A Tale of Two Cities and Local Government Aid

I can say I was somewhat excited as a City Manager when control of the House and Senate went to the Democrats.  Not for political reasons, but simply because I figured Local Government Aid would get a fairer shake in the upcoming legislative session.  The Governor said that he favored more LGA and we depend on it for our existence out here on the prairie.  What I didn’t realize was that a major change is being proposed that could pose a very big problem for us.

The question at hand always seemed to be how much money would be given to communities that needed help providing basic services.  Yes, there were those that didn’t understand LGA and why some cities got it and others didn’t, and there were underlying debates about what it should be used for, but it always seemed to come back to money.  The compromise position over the last four years was to freeze the amount of money we received.  We have been frozen at the 2009 level ever since.

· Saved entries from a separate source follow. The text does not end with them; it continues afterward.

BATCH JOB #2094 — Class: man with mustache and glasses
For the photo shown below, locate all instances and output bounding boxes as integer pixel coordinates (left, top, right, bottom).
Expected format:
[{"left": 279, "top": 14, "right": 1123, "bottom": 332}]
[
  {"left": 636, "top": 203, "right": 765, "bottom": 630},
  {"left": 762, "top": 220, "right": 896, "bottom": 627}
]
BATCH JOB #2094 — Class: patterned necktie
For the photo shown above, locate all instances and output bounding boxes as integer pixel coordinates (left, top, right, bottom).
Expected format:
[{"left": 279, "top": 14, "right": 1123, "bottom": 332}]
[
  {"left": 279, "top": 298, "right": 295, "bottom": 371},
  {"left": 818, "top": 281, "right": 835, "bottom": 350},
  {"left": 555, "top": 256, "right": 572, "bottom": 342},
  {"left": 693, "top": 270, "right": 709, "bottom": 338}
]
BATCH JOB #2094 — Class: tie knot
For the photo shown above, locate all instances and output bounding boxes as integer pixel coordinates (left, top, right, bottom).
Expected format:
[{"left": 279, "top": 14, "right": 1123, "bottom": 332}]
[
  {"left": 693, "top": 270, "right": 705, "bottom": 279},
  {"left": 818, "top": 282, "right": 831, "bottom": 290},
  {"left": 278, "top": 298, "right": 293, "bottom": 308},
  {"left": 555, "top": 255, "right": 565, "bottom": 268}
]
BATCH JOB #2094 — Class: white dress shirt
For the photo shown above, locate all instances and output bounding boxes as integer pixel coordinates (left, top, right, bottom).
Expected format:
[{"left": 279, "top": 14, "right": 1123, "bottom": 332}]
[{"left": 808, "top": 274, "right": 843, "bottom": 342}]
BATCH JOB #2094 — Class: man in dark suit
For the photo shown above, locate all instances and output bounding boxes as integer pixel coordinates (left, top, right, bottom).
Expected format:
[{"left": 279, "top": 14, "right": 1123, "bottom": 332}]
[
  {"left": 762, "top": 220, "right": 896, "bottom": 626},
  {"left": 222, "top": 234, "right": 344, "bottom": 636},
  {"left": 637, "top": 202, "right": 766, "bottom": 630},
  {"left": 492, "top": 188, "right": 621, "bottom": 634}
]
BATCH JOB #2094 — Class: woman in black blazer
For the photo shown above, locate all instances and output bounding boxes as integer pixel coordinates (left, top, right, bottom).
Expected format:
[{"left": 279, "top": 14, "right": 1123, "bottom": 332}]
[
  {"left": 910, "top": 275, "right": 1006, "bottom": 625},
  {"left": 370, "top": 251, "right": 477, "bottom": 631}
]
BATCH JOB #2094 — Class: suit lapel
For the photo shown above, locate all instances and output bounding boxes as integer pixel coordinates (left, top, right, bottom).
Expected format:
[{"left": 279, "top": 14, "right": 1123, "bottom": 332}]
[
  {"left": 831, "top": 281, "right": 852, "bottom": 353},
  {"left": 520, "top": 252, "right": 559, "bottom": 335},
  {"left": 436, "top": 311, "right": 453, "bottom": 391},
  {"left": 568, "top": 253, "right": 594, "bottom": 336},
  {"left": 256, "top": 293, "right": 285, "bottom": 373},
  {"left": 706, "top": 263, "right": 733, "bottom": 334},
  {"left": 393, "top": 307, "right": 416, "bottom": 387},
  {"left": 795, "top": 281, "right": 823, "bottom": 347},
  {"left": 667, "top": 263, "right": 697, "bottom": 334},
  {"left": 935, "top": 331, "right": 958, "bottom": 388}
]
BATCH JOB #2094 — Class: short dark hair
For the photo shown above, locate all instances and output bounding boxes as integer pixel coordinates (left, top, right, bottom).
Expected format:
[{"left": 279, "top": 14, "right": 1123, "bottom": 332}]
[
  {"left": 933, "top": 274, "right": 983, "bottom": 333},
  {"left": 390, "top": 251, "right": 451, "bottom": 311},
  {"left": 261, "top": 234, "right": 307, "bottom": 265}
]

Now, for the first time that I can remember, it appears the end result of both sides being proposed is a loss of aid for the City of Morris.  Current law that froze LGA for us for 2013 included language that allowed the LGA formula to kick back in.  The formula is what determines how much aid we get.  Not only was the aid level frozen since 2009, but apparently the formula was frozen too.  If the formula kicks back in, the City of Morris will lose approximately $53,000 in LGA next year.

The Governor’s proposal includes approximately $80 million more for LGA, but it also proposes a new formula.  A formula based upon a few basic services like public safety and roads.  Everyone thought it would mean more money for cities like Morris, and in 2014 it does, a lot more, almost $160,000.  However, the extra money is short-lived and over the course of the next four years, the new formula will transfer most of the additional aid to the metro cities.  In the end, we will be at the same level—$53,000 less—that we would see under current law.  The only difference is that the cut would be put off until 2018.  It appears the extra money is used to ease the pain of what is really being proposed.

Any good City Manager knows you can’t spend that new money for on-going service increases.  It is basically one-time money, even though it is over the course of four years.  It starts shrinking immediately in 2015.  It won’t do anything to stabilize our budget and help us to provide basic services now and into the future.

There will be a very big debate over aid to cities and we need to make sure everyone understands what we are doing out here on the prairie.  Our property taxes are low because City leaders used the Local Government Aid to pay for the basic services we provide.  Losing it will result in either higher property taxes or fewer basic services.  Either one of those will be bad for our future.